Date of article: 30 October 2002

Recent files handled by our advocacy service highlight the unethical manner by which ACC employs and encourages private investigators to entrap ACC recipients into carrying out fraudulent activities.

When an investigation takes place, often as a result of anonymous and unsubstantiated information being provided to ACC the investigators approach their prey in a manner that is duplicitous and completely unethical. Certainly in the American Courts the practice of entrapment is completely frowned on. Why not here?

As examples of this behaviour a Stokes Valley ACC recipient had an ACC investigator turn up on his front door seeking a cheap repair to the door handle to his car. The investigator spun a story about needing to get the car up to scratch ready for sale because he was splitting up with his wife and he had to finalise the assets from the relationship.
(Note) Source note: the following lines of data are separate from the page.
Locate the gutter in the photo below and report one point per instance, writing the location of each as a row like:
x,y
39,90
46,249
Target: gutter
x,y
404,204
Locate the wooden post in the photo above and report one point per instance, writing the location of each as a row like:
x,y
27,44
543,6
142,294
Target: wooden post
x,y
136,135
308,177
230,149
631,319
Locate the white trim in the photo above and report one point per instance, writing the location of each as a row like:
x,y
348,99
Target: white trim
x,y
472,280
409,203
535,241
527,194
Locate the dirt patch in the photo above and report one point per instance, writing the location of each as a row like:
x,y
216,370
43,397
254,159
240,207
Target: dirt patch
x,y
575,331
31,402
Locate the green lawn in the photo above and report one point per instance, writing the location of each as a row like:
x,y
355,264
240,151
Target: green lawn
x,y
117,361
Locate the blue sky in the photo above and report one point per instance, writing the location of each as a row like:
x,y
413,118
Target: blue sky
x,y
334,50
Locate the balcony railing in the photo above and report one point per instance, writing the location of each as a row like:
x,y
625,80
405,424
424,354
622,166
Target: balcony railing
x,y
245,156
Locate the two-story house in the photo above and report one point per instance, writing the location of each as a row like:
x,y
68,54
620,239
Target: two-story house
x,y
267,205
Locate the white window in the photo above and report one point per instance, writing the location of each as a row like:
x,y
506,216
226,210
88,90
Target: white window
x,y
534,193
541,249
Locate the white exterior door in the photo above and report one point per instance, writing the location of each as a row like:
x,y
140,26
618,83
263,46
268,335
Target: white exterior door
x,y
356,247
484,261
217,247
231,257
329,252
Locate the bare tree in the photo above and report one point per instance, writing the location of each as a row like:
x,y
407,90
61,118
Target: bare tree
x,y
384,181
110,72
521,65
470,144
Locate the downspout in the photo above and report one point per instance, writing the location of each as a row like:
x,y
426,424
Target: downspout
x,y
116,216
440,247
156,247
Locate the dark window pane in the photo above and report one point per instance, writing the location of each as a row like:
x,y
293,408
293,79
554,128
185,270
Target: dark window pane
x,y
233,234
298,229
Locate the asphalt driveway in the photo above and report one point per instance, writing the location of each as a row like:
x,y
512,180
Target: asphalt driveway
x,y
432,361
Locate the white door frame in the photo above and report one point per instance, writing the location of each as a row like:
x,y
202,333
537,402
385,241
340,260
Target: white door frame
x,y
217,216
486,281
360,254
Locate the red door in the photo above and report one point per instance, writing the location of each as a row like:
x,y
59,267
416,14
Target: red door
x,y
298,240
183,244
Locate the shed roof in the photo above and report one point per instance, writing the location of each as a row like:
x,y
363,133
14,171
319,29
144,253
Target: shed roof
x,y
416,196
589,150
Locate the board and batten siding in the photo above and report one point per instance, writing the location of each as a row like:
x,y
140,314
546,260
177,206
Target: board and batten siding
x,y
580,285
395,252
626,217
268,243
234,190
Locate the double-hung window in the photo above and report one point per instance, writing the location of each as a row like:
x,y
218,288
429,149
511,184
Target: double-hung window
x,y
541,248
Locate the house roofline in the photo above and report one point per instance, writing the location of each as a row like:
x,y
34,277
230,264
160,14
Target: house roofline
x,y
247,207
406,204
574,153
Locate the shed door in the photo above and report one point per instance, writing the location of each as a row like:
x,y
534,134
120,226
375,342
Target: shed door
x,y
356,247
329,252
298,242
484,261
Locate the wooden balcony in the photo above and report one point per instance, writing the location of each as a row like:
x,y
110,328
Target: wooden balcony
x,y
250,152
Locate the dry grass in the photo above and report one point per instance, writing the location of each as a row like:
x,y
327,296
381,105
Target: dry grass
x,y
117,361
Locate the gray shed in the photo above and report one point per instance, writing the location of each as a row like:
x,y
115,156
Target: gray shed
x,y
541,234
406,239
The ACC recipient agreed to get the small job done to the door handle and quoted the investigator $40.00 for the job. On picking up the car the investigator made out he was so pleased that he gave the ACC recipient $50.00. At the fraud investigation interview that ensued the ACC recipient was able to explain how he knew there was something fishy but that he had not done the job himself but had got a friend to do it for $20.00. The joke was on the investigator who had coughed up $30.00 that he need not have.

Another file disclosed in his written report that an investigator posed as a false purchaser of commercial kitchen equipment to try and trap an ACC recipient in trading commodities with the investigator. The investigators report disclosed how he went about giving a false name and references in his telephone communications with the ACC recipient.

The moral of these stories is the Corporation has no qualms about employing investigators who are prepared to lie and cheat in order to trap a person into breaking the law. If anybody is fraudulently depriving ACC by their activities it is the substance of the activities that are reported to ACC that are required to be investigated NOT creating further false activities by enticing ACC recipients in the name of justice.

Interestingly enough the writer emailed the Minister prior to the election questioning whether, as the Minister responsible for the Corporation she approved of the investigative methods being employed by the fraud investigation unit of ACC. To date there has not been so much as the courtesy of a response.